The wind carries dust through the empty mansions in the ghost town in Shenyang, north of Beijing. Cattle roam the streets where upper-class residents were supposed to stroll.
This is not unusual. In China some 65 million homes sit empty — victims of the real estate drive that underlay the country’s economy.
In China, a number of walls are closing in — and they have nothing to do with external military competition.
There was a time in Japan which people referred to as the “Lost Generation”; pundits in China are referring to their plight as the “Last Generation.”
And nothing in this dark picture is anything for the West to celebrate, because a desperate China is not in anyone’s interests.

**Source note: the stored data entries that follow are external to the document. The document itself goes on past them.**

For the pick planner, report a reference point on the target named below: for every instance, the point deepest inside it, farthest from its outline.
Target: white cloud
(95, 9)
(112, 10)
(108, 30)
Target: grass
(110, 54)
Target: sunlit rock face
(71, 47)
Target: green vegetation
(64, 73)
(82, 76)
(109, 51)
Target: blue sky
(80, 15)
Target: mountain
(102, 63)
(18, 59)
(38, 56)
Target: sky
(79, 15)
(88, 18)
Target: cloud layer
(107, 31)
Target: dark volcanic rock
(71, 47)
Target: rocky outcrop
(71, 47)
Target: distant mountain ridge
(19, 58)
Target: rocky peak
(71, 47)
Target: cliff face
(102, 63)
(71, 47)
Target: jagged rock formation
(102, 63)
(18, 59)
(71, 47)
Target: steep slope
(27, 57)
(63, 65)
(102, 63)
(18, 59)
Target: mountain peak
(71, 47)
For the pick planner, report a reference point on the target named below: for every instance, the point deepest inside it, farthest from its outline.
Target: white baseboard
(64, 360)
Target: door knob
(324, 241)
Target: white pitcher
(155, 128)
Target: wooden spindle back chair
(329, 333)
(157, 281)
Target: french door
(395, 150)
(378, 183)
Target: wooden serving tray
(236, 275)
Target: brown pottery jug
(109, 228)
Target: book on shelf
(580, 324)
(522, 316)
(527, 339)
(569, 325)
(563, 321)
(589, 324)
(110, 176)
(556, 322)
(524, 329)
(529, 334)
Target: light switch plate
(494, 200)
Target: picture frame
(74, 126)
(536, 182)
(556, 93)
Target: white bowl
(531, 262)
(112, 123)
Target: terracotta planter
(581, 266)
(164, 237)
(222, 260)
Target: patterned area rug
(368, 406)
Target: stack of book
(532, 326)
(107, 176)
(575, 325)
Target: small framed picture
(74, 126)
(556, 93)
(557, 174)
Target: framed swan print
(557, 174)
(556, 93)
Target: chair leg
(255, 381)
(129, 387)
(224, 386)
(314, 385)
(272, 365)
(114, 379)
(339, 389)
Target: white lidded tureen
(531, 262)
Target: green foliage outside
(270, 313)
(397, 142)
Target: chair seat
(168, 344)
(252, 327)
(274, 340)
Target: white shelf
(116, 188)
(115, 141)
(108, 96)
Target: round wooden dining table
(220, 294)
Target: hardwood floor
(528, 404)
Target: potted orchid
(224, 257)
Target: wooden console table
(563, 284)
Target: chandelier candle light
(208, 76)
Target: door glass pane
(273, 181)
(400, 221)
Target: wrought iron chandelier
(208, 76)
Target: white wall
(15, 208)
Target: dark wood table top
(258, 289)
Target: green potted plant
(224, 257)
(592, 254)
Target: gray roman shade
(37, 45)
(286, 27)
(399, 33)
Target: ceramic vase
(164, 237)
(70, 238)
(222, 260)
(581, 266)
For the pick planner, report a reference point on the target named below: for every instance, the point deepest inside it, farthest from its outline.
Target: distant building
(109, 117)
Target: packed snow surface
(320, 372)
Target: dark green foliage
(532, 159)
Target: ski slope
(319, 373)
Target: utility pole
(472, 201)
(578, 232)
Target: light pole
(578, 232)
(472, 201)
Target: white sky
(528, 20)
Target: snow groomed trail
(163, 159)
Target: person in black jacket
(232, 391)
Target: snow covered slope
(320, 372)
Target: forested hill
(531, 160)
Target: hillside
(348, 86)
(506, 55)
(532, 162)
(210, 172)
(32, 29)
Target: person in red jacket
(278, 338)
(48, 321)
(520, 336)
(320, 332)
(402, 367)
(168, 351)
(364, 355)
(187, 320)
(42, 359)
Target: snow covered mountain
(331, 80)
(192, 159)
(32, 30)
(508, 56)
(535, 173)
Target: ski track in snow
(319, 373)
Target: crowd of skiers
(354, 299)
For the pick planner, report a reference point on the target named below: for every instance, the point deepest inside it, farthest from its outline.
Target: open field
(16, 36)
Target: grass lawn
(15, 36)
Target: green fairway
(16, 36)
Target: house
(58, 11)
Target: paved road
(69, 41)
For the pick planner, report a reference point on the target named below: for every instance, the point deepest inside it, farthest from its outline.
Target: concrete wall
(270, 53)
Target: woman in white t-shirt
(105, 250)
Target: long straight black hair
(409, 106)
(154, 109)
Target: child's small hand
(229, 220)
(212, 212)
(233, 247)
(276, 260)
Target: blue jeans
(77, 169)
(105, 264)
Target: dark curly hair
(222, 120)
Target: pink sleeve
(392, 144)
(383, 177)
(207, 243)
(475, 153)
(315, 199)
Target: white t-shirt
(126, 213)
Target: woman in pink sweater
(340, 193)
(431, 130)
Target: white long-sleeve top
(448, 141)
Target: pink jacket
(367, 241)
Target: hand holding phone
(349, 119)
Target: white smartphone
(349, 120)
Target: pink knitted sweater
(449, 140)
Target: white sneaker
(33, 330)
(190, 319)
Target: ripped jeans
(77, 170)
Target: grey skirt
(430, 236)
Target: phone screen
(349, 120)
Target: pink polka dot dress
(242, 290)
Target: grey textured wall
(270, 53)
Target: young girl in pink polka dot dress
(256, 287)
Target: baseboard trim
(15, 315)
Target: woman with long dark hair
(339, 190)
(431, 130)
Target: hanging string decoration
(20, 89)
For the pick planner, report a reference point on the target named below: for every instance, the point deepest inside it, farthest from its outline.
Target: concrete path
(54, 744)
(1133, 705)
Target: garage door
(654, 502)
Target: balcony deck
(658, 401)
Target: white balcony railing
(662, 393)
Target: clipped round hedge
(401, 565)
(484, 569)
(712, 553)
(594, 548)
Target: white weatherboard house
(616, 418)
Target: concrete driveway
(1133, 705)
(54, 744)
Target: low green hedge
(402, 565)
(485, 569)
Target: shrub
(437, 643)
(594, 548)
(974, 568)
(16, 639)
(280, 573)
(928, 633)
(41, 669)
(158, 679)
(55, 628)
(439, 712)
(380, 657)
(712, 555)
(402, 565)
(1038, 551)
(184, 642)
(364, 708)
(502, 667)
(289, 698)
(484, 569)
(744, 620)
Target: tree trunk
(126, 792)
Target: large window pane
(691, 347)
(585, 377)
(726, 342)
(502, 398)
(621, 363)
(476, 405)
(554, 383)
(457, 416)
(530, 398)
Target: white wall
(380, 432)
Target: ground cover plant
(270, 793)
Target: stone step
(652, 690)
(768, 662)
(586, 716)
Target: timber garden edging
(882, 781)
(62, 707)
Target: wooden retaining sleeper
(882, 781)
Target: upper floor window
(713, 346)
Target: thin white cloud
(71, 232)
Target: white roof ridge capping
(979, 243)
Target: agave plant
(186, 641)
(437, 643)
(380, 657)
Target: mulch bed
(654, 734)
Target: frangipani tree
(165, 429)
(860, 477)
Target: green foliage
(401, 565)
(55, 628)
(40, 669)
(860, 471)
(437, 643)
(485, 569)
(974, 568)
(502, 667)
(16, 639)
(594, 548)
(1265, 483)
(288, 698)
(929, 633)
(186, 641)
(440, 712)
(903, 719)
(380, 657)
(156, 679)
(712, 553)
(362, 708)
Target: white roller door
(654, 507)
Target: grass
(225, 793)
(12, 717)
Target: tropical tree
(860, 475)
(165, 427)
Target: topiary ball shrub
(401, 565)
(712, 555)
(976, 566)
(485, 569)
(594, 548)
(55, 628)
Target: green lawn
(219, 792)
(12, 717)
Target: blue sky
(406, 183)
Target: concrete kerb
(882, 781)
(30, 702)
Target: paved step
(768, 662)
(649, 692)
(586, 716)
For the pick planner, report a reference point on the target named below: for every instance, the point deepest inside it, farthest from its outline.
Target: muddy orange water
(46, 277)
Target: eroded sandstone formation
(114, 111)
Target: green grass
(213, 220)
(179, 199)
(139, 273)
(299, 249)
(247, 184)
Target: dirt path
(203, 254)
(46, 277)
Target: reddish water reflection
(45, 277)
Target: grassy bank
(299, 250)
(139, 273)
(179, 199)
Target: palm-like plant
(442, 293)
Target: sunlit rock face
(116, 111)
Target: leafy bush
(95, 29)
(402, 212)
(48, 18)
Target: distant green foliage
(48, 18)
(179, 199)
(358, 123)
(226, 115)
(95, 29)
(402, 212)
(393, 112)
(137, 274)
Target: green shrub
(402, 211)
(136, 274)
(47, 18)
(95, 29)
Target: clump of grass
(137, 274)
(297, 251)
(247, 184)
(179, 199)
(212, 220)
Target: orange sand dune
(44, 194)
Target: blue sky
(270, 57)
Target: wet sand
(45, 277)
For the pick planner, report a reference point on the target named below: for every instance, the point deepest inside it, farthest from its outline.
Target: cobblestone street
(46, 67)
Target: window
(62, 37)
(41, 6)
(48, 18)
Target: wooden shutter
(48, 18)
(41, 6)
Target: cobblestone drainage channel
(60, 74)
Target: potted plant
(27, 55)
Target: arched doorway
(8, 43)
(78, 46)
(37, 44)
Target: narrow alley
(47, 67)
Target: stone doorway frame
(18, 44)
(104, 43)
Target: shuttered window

First, the demographics is a nightmare. In the coming two decades its working-class population will drop to 773-million — China will lose a number of workers equal to the entire population of Brazil. The under-14 population is also going to fall, so there will be few people to replace the workers. Because of government policy — the one-child population control regulation — it has a dearth of women, and the women it does have seem to be disinclined to want children (two-thirds have expressed “low birth desire”). Fertility rates in Beijing and Shanghai have fallen to the lowest in the world.
In parallel China has exaggerated school enrolment data for economic purposes; Jieshu City in Anui reported 50,000 students when the actual number was 36,000 — but money for educational subsidies is based on the number of students. A middle school in Hubei province reported 3,000 students but the real number was 700.